In the past 5 years, I have made a lot of angry art. Right now, I find it it particularly challenging to see clearly without falling into despair.

We are a species capable of astonishing achievements, from Beethoven to the scientists in the Chilean desert now building instruments capable of seeing back through space and time, perhaps to the beginning. That’s why this show is called “there will still be joy.” The human urge to find beauty and feel joy cannot be ceded to despair. I believe it is this that preserves hope and feeds resolve. 

I hope you enjoy the work.

ARTIST”S BIO

Ellyn Weiss is a Washington DC-based visual artist and independent curator who has shown widely in over 25 solo and many group for more than 25 years. She is committed to engagement with the most pressing issues we face, notably global climate change and the rights of women.

Ellyn has mounted collaborative installations on the melting of the polar icecaps, the destruction of coral reefs; and the movement of tropical diseases northward - all caused by climate change.

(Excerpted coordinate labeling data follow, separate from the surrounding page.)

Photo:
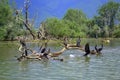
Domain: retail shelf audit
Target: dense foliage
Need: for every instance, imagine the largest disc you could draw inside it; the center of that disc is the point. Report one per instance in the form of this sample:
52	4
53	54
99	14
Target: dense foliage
73	24
9	27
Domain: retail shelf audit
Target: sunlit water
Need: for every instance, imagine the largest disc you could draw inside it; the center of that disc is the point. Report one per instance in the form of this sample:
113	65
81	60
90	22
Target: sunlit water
74	66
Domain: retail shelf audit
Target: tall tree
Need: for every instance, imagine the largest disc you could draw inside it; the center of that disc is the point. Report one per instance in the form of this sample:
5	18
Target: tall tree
108	13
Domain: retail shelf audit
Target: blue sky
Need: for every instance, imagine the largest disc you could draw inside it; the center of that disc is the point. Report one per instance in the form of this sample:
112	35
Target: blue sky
57	8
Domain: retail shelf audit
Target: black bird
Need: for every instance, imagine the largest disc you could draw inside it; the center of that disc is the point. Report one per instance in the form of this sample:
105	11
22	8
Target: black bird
98	50
87	49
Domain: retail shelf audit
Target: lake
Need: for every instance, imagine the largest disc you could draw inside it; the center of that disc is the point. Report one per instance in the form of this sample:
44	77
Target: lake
75	67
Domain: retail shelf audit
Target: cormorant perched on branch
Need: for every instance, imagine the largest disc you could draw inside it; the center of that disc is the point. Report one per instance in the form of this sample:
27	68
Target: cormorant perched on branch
87	49
78	42
98	50
44	49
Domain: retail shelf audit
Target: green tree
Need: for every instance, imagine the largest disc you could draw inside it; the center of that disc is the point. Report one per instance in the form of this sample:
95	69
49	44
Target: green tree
108	13
9	27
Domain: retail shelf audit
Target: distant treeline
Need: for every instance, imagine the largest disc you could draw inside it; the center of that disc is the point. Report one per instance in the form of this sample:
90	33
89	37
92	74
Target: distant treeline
73	24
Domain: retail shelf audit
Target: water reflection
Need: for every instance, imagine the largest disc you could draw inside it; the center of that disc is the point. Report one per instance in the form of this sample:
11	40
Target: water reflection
96	67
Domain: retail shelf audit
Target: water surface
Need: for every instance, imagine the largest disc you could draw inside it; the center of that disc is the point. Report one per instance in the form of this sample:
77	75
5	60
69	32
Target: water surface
75	67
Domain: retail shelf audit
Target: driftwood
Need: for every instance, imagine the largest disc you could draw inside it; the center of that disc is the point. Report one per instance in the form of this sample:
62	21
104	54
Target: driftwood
49	54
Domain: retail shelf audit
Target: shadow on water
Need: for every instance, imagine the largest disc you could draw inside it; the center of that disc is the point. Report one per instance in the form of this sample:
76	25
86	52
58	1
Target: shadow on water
74	67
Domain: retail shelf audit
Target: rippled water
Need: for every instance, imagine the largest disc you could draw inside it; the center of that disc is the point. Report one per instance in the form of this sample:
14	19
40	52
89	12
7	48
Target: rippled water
74	66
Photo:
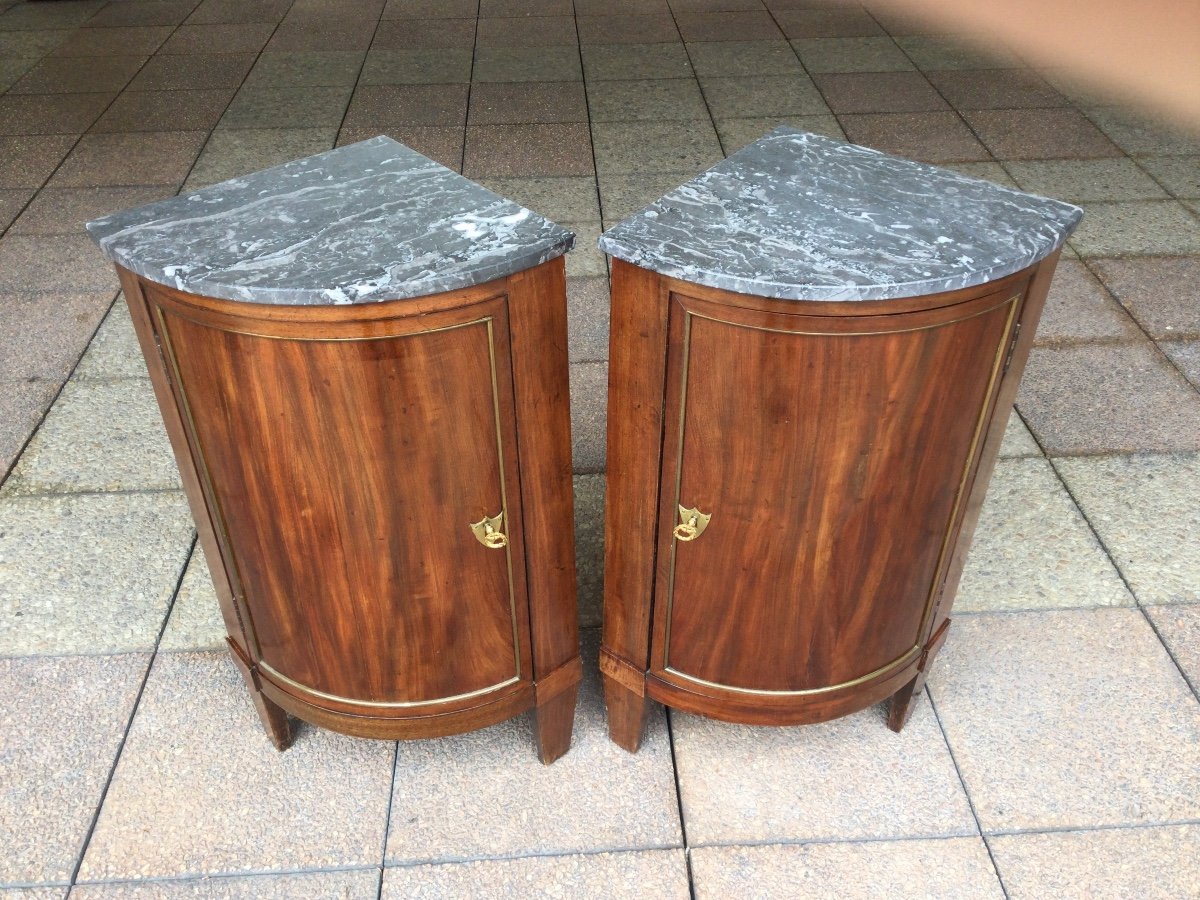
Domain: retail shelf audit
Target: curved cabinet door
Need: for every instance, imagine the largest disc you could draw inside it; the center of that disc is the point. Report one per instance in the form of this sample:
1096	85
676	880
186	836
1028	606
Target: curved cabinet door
346	465
829	455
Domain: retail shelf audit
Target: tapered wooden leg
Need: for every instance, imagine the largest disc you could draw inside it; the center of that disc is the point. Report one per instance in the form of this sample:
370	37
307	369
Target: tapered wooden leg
904	699
273	715
553	721
627	714
275	720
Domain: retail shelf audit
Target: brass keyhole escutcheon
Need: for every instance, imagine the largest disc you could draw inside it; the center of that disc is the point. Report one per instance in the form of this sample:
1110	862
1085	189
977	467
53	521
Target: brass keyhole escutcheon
691	523
487	531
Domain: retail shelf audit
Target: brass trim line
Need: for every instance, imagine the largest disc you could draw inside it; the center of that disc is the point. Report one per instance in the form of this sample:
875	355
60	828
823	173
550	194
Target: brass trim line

The American University Museum in Washington, DC, showed her most ambitious collaborative installation,The Human Flood, in 2024. It focuses on the climate catastrophes that have forced millions of people to leave behind home regions made uninhabitable by climate catastrophes.

She co-founded an artists’ collective in 2017 called ArtWatchDC, to resist attacks on fundamental democratic ideals. The One House Project, produced by ArtWatchDC, included 300 artists building a house structure covered with 300 individual panels celebrating the journeys of their ancestors to a new world. Houses were built and shown in Washington, DC and Germantown, MD.